Lyconadin A & B
Smith and Beshore. JACS, 2007, ASAP. DOI: 10.1021/ja070336+
A deceptively simple looking structure, lyconadin A and the related lyconadin B were the targets of this paper by Amos Smith. The biological profile was somewhat simple, showing moderate cytotoxicity against epidermoid carcinoma KB cells, but the pentacyclic structure is reason enough to interest us, right?
The retosynthesis might not be too revealing, so I guess it’s time to look at the forward – and surprise (!!!) – it’s the cyclisations that I found most interesting. The initial cyclisation precursor was produced from two fragments, coupling by deprotonation of a hydrazone and addition of an alkylhalide. Anyway, the cyclisation goes via the planned aldol (acid mediated, as base led to majority polymerisation), but proceeded further still, performing a conjugate addition to provide the seven member ring.

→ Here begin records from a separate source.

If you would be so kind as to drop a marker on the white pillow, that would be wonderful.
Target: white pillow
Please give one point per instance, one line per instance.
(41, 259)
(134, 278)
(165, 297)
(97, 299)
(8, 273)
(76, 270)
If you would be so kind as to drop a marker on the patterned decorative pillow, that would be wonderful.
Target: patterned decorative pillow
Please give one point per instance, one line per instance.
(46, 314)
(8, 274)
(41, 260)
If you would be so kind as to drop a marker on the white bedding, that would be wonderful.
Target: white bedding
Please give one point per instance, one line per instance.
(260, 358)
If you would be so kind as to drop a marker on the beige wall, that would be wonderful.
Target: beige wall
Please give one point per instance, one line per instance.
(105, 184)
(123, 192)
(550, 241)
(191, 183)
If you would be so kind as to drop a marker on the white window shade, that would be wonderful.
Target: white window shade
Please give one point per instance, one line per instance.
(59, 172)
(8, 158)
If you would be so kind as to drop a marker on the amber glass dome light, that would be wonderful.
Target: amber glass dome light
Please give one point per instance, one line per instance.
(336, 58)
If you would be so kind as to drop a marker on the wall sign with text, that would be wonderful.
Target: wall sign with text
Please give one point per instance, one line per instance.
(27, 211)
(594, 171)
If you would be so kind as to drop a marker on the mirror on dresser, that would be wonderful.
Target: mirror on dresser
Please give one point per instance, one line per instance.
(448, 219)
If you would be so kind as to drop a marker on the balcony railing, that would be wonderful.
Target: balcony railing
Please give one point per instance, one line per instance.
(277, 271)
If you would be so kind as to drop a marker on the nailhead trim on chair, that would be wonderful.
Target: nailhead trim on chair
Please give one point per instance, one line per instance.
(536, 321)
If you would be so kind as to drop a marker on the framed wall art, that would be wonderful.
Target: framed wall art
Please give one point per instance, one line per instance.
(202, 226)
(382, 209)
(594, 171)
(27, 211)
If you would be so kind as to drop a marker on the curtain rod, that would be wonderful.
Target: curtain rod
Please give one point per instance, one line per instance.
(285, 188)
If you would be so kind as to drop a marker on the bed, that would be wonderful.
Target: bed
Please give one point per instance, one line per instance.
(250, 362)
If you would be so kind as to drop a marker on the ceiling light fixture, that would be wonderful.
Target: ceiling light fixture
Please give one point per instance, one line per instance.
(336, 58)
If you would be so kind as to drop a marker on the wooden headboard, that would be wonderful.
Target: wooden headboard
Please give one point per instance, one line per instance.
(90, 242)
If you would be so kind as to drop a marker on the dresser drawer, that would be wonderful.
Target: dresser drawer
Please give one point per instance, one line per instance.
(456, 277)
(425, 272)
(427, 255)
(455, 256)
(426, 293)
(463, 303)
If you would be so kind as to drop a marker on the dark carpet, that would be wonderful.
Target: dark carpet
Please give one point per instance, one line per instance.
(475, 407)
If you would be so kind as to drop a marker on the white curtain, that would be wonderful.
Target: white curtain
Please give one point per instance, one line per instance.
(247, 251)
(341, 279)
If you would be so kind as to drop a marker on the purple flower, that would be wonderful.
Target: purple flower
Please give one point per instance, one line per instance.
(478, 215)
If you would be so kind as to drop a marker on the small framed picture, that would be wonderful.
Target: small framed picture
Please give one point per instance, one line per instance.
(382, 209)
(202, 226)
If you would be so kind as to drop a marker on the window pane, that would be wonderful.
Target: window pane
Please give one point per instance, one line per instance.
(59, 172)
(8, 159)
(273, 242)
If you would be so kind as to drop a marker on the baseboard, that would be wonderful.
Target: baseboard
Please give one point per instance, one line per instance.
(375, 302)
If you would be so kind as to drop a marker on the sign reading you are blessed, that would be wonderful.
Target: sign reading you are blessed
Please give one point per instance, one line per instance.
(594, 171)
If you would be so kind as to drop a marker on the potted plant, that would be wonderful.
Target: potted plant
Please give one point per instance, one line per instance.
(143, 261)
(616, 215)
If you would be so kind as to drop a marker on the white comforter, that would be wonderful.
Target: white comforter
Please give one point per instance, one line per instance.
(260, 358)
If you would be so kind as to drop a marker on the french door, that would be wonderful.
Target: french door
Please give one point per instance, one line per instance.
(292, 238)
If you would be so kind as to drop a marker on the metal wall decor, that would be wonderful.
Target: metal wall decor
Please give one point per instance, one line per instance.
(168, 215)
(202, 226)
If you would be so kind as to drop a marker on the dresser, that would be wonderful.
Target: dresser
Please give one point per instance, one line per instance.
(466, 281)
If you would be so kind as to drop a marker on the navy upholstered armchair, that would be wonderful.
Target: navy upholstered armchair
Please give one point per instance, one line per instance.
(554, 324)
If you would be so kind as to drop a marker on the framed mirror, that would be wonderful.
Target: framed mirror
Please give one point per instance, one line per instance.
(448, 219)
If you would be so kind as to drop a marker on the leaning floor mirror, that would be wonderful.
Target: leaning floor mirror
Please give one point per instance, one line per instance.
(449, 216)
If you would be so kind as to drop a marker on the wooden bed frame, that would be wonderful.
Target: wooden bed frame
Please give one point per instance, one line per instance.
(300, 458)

Getting this product in only one step impressed the group as well as me, thought the were disappointed to learn that the protonation of the enol had occurred on the undesired face, and thus the C-12 centre required epimerisation. The method they used for this was really smart – they removed the Cbz protecting group, allowing it form the hemiaminal under acidic conditions. Reduction of this with borohydride then gave overall epimerisation and the desired product.

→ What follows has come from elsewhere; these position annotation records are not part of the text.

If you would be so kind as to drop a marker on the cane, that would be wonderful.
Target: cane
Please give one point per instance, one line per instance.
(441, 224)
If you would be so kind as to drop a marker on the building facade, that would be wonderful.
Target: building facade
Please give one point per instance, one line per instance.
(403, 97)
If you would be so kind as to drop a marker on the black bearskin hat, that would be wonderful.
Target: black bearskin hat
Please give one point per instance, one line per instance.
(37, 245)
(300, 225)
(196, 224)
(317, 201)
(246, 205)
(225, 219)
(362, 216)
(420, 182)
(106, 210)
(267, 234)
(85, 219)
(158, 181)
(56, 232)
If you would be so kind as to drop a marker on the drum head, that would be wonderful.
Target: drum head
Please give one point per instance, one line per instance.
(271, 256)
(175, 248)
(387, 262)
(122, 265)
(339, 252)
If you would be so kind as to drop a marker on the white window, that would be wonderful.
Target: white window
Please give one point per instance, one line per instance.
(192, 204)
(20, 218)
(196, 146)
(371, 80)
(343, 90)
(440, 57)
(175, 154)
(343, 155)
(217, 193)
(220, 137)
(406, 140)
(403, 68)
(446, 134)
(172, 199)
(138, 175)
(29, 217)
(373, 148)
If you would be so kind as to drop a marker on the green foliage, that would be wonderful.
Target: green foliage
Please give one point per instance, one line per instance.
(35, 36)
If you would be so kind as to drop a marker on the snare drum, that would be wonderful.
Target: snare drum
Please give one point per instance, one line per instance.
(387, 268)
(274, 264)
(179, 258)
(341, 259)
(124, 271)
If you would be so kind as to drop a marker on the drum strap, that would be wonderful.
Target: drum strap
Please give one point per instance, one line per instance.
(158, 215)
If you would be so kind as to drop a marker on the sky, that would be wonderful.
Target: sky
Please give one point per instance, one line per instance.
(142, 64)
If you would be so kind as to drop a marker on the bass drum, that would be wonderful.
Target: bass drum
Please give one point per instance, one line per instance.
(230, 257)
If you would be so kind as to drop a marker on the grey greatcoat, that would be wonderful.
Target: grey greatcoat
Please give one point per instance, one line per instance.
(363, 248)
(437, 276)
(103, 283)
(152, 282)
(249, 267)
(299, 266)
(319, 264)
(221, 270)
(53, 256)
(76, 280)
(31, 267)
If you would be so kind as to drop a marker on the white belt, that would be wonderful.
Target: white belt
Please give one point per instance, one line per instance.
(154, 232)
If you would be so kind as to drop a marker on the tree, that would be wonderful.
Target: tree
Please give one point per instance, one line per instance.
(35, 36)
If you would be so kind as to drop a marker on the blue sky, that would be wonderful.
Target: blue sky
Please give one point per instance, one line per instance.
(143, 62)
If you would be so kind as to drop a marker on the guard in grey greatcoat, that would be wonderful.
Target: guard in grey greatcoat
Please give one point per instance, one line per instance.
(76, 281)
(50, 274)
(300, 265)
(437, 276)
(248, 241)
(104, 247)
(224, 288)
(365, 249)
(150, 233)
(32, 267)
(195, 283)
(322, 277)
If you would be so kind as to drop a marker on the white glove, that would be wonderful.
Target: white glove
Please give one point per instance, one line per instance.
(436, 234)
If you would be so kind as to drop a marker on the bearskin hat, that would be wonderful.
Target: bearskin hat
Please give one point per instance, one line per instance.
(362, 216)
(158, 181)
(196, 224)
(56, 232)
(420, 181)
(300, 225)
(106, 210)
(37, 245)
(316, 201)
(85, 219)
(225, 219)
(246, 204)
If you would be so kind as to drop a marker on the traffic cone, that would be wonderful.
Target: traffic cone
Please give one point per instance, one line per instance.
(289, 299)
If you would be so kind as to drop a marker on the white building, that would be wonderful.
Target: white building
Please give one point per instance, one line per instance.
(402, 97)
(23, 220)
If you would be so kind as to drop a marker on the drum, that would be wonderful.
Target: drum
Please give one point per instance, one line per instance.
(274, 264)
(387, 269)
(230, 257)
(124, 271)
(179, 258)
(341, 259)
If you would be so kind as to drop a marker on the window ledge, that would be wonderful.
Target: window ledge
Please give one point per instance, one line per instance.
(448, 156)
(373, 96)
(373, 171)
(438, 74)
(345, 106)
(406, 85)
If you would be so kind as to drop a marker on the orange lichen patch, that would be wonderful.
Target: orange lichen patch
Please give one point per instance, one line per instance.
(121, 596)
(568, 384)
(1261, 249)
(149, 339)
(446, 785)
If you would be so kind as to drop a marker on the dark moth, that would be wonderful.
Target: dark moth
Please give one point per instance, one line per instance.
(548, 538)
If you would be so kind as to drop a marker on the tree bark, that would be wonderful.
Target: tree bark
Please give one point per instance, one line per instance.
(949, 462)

The same N-C bond was reformed shortly afterwards, after elimination of the hydroxyl resulting from reduction of the ketone and (a particularly nice) aminoiodation. With a few further functional group manipulations, they were able to perform a Michael addition of propiolamide to provide the final cyclisation material. Then, in one pot, they performed a decarboxylation, olefin isomerisation, and cyclocondensation – amazing! However, it should be noted that for lyconadin B (which required prior reduction of the olefin in the cyclisation material), those conditions were deemed less suitable, and they used LiCl instead (more like a Krapcho? is the TMAA is mimicking LiCl to decarboxylate?). Still, a damn fine synthesis, if a little steppy (27 steps).